Curator: This is "Haymaker," a work created between 1885 and 1887 by Camille Pissarro, currently housed at the SMK, the National Gallery of Denmark. Editor: Mmm, this has the quality of a daydream... the haymaker, all hunched with this repetitive motion, against this barely-there background. Is that the entire world she knows, or what she allows herself to see? Curator: It evokes, for me, the universal symbol of toil, almost a visual enactment of Sisphus, but softened, made bearable by Pissarro's technique, using delicate mediums like watercolor and pastel. Editor: Sisphus? It doesn't have that heavy, burdensome quality to me at all. If anything, she looks peaceful, integrated with the landscape, doing exactly what she is meant to be doing...there's almost a zen-like state evoked here. Maybe its just the soft lines of the impressionistic technique. Curator: Perhaps what we’re seeing is Pissarro tapping into a deeper mythos. Consider the cyclical nature of farming – sowing, reaping. He gives it a material form, allowing the subject to be simultaneously representative of agrarian activity, yet existing as an aesthetic symbol of it, too. It's the tension between the lived experience and its allegorical representation. Editor: Hmm. It still whispers more about fleeting moments. How the ordinary is saturated with beauty.

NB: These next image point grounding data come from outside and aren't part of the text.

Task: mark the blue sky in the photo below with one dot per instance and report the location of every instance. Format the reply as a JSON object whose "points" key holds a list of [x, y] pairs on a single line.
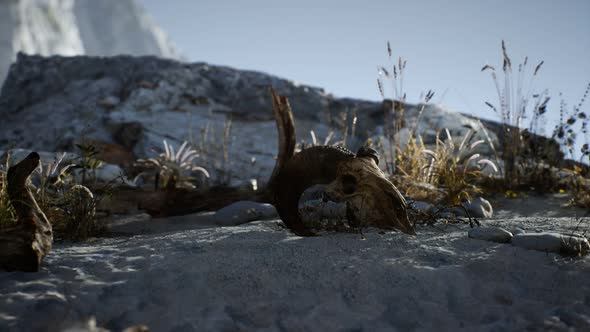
{"points": [[338, 45]]}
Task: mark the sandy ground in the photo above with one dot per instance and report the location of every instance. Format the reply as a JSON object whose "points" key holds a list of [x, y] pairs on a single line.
{"points": [[185, 274]]}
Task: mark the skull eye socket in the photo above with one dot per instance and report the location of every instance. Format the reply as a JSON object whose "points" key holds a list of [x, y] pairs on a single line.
{"points": [[348, 184]]}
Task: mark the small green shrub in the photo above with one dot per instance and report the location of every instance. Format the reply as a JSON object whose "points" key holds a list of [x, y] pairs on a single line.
{"points": [[516, 102]]}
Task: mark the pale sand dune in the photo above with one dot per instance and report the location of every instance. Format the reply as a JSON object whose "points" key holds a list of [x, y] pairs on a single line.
{"points": [[260, 277]]}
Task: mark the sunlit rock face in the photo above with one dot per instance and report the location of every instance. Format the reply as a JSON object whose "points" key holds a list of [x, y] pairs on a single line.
{"points": [[68, 27], [53, 103]]}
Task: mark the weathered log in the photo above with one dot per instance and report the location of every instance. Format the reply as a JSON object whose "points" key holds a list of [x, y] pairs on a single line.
{"points": [[23, 246]]}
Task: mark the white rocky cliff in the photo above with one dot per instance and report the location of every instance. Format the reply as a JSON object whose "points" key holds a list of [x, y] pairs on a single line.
{"points": [[68, 27]]}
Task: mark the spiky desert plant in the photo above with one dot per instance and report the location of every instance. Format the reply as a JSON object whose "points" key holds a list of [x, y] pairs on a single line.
{"points": [[175, 168], [516, 101]]}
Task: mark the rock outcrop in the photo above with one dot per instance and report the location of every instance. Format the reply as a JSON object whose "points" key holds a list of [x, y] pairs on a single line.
{"points": [[132, 104]]}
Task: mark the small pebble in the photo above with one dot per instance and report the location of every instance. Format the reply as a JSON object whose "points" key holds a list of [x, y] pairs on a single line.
{"points": [[494, 234], [478, 208]]}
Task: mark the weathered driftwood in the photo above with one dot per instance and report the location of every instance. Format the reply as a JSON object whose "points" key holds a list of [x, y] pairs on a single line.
{"points": [[23, 246]]}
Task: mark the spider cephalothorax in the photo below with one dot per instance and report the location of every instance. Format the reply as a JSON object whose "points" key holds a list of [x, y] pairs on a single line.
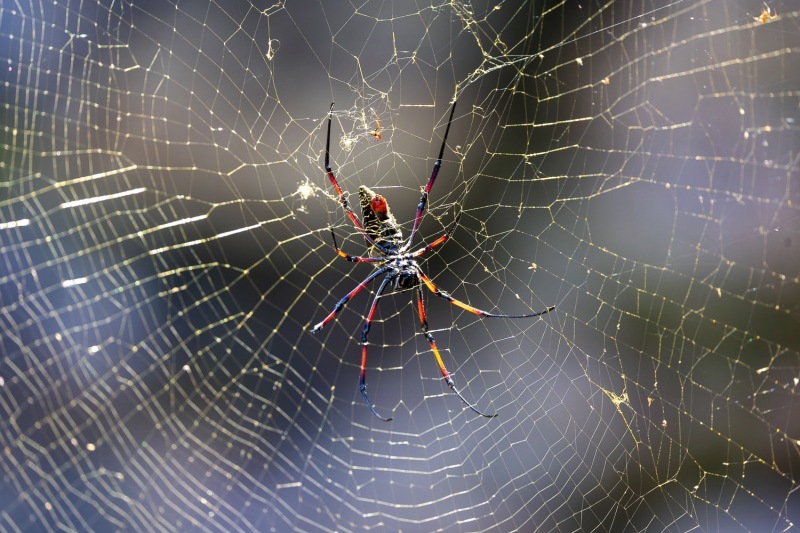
{"points": [[396, 264]]}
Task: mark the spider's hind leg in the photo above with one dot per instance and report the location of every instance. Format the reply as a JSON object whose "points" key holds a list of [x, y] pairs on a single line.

See, even her hands at work have grace! To me that's what it means to turn toward our ordinary life as the primary material for an art life. Curator: I can appreciate that reading as well, understanding the work's symbolism alongside its quiet intimacy. Editor: Absolutely! Which is maybe why I respond to it more on that visceral level first and foremost. What a marvelous way of capturing daily rhythm. Curator: Well said. It certainly shows us Pissarro's talent to capture both reality and timeless symbolism on the canvas, leaving us something worth contemplating long after we leave this room.